Publication Date


Advisor(s) - Committee Chair

John Reasoner, William Lloyd, Rita Hessley, Laurence Boucher

Degree Program

Department of Chemistry


Plasticity, which typically develops at 380-420°C, is a unique property of mid-ranked coals. The phenomenon of plasticity in coals has been known for a long time but is still poorly understood. Even among coals of identical subrank and chemical composition, large differences in plastic behavior are commonly encountered. Plastic coals go through a softening and swelling state upon heating before they resolidify.
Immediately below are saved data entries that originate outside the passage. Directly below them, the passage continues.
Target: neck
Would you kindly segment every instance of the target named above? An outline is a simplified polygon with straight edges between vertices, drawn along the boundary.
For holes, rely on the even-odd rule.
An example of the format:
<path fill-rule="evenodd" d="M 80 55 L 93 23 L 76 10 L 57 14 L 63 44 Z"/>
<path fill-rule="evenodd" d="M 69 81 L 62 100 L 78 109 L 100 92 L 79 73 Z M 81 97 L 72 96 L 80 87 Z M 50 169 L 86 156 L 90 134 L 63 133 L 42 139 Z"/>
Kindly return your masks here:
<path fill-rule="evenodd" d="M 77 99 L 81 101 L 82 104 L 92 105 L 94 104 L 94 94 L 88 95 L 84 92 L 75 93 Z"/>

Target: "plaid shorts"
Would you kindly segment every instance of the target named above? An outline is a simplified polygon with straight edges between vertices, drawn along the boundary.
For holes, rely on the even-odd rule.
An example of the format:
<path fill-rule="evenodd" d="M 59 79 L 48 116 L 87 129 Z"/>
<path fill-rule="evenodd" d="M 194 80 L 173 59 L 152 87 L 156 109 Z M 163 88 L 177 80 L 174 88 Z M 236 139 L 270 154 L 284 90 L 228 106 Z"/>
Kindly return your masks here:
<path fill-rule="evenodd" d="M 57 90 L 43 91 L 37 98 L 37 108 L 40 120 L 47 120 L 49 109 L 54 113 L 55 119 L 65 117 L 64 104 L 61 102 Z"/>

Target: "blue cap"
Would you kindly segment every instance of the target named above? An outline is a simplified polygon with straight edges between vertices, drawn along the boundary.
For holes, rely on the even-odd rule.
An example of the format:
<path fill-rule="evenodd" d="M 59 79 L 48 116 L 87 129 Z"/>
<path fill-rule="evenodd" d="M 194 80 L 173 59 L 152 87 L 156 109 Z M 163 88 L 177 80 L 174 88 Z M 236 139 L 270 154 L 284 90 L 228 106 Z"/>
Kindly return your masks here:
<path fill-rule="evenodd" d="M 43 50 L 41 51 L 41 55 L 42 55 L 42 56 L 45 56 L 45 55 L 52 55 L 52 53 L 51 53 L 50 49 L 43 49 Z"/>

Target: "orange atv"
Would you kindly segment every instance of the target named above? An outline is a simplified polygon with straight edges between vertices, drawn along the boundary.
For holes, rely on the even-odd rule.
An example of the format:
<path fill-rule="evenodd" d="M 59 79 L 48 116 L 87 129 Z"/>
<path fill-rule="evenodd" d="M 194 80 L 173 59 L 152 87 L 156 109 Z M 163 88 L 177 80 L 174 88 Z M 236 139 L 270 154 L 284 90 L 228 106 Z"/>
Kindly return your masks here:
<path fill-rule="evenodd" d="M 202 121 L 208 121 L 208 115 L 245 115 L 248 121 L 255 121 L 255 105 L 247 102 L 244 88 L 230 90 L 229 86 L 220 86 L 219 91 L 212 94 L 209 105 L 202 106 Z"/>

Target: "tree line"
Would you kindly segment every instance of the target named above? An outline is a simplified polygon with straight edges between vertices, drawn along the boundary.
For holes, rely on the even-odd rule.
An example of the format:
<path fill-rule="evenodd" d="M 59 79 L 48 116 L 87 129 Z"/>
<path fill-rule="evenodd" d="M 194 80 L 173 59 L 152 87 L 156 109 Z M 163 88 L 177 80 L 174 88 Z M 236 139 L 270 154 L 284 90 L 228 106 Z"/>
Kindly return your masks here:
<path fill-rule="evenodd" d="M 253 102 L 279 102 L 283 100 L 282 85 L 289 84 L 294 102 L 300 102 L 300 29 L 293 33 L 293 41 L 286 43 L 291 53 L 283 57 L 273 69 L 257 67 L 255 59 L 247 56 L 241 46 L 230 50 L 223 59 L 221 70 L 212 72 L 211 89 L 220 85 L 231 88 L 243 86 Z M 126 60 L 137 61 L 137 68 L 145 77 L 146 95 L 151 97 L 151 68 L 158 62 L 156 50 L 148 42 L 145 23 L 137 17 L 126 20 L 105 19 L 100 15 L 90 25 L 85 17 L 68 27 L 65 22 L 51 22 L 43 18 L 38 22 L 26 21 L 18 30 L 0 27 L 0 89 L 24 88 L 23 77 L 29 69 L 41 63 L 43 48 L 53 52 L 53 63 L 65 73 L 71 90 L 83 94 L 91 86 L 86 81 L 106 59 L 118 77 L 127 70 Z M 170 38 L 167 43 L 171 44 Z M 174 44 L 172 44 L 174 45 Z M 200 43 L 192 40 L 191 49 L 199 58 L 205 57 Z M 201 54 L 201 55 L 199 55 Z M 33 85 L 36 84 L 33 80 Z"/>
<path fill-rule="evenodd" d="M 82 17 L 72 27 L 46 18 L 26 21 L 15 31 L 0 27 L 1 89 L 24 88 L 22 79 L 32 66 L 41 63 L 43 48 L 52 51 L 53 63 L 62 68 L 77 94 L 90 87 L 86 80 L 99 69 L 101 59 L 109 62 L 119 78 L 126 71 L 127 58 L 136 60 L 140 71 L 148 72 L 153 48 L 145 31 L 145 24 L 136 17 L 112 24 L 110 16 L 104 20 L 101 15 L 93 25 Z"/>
Concurrent with the plastic state of the coal, thermal decomposition of the coal takes place.

The coking ability of a coal can be directly related to the plasticity of the coal. In liquefaction reactions, plastic coals tend to give higher yields than nonplastic coals, a fact very useful in the synfuel industry. Plastic coals, however, tend to agglomerate in fluidized bed reactors thereby impairing their function. Currently, the ASTM approved method used to determine plasticity is by means of a Gieseler plastometer. Gieselers are inconsistent; therefore, an easier and more efficient method is needed.

A current and widely accepted idea is that the extractable portion of the mid-ranked coal is responsible for initiating the plasticity mechanism. It has been shown that plasticity can be correlated to the total aliphatic C-H content of a bituminous coal. This extractable portion is the bitumen in the coal. It is logical, then, to assume that the bitumen in the coal could be analyzed for the aliphatic content and be used as a predictor of plasticity.

Tetrahydrofuran (THF) was used as the solvent for the Soxhlet extraction of 40 highly characterized bituminous coals. The extracts were purified and analyzed by Fourier Transform Infrared Spectroscopy and Proton Magnetic Resonance Spectroscopy.